Zambia’s elections: The aftermath
By Archimedes Muzenda
Zambia’s 2016 Presidential and Parliamentary elections ended in a tight race with the incumbent president declared the winner of the elections. President Edgar Lungu of the ruling Patriotic Front (PF) party secured 50.35% of the vote against Hakainde Hichilema of the opposition United Party for National Development (UPND) who received 47.67%.
However, disputes have been raised around the results. On top of the pre-election violence and alleged censorship of independent media, the opposition leader Hakainde Hichilema has raised allegations of electoral fraud, which of course has been vehemently denied by President Lungu.

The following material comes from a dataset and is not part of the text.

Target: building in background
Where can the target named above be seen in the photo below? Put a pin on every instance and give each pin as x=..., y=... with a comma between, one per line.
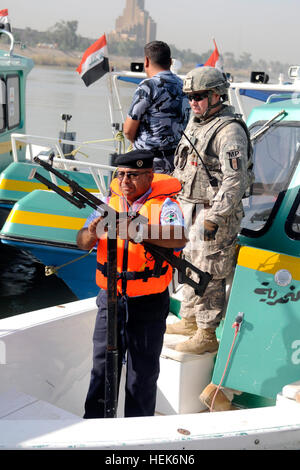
x=135, y=24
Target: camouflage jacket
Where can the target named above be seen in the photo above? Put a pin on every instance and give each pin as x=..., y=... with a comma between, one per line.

Hichilema has withdrawn his UPND party from the ballot verification process and is appealing to the National Constitutional Court over alleged vote tampering. This may postpone the inauguration of the President, which is due to take place on 23 August 2016. UPND submitted its appeal on the 17th of August and the Constitutional Court has 14 days to settle the matter. Noteworthy scenes in what is commonly known as one of Africa’s most stable democracies.
With President Lungu re-elected for a further 5 years, his administration will continue its policies of supporting lower income groups against the winds of copper price fluctuations, droughts, budget deficits and the prospect of continued tension over the closely fought election.

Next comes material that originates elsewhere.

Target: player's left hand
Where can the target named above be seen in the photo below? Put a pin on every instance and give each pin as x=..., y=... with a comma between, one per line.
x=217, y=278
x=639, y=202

Nevertheless, the post-election landscape will be heavily influenced by the outcome of the forthcoming IMF bailout negotiations. The negotiations - postponed to the fourth quarter of 2016 - will now be resumed. Technocrats within Zambia’s Ministry of Finance recommended that the tough measures, installed within the terms of the bailout, should be implemented after the elections. This will undoubtedly lead to social concerns as the government is pressured to adjust its economic programme. Two outcomes are possible:
- Terms of the IMF bailout are accepted. This would mean the progressive removal of subsidies on energy and agriculture. Given the tough measures proposed within the terms and high rates of sovereign bonds that will be issued, Zambia will have to use the bailout fund on capital expenditure to ensure an economic recovery. This will enable spending on much needed energy infrastructure projects even though capital spending cannot be guaranteed. An acceptance of terms will likely subdue consumer spending.
- Negotiations fail as Lungu deems the terms to be unacceptable (subsidies will be a key factor). If the negotiations fail there is likely to be an increase in interest rates, a devaluation of the Kwacha, and tightening of available external financing options in the near future. This outcome will overshadow any other economic possibility as Zambia seeks an economic recovery.

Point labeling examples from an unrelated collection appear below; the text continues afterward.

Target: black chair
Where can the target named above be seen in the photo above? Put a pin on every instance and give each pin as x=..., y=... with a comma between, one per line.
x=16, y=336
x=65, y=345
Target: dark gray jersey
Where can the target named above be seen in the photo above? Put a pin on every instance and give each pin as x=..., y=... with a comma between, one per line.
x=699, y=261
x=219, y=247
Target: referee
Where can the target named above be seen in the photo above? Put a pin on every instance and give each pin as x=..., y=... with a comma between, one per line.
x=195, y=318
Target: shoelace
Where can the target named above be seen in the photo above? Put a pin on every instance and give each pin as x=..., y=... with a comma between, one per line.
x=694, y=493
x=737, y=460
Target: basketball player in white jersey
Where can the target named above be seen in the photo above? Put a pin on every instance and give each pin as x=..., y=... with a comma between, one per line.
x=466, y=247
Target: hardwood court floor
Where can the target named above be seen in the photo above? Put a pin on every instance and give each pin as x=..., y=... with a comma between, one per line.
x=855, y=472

A key factor in the IMF bailout negotiations is the outcome from the constitutional referendum that also took place on August 11th on whether to amend Zambia’s Bill of Rights. The Bill gives citizens the right to food, shelter, employment and healthcare. The voting of both a constitutional referendum as well as a presidential election on the same day received criticism, but the referendum’s results have yet to be announced with many sceptical over whether it will be voted in. If a new Bill of Rights is passed, it will give Lungu a reason to refuse the terms on government subsidies proposed within the bailout to the detriment of the economy.
Africa’s second largest copper producer has been hit hard by the collapse in commodity prices and is facing significant challenges to finance its budget deficit. Zambia’s rating will likely be cut further this year as rising government debt continues to match expectations of reaching 60% of GDP by 2018. All eyes will be on negotiations with the IMF, which will now steer Zambia’s economic future.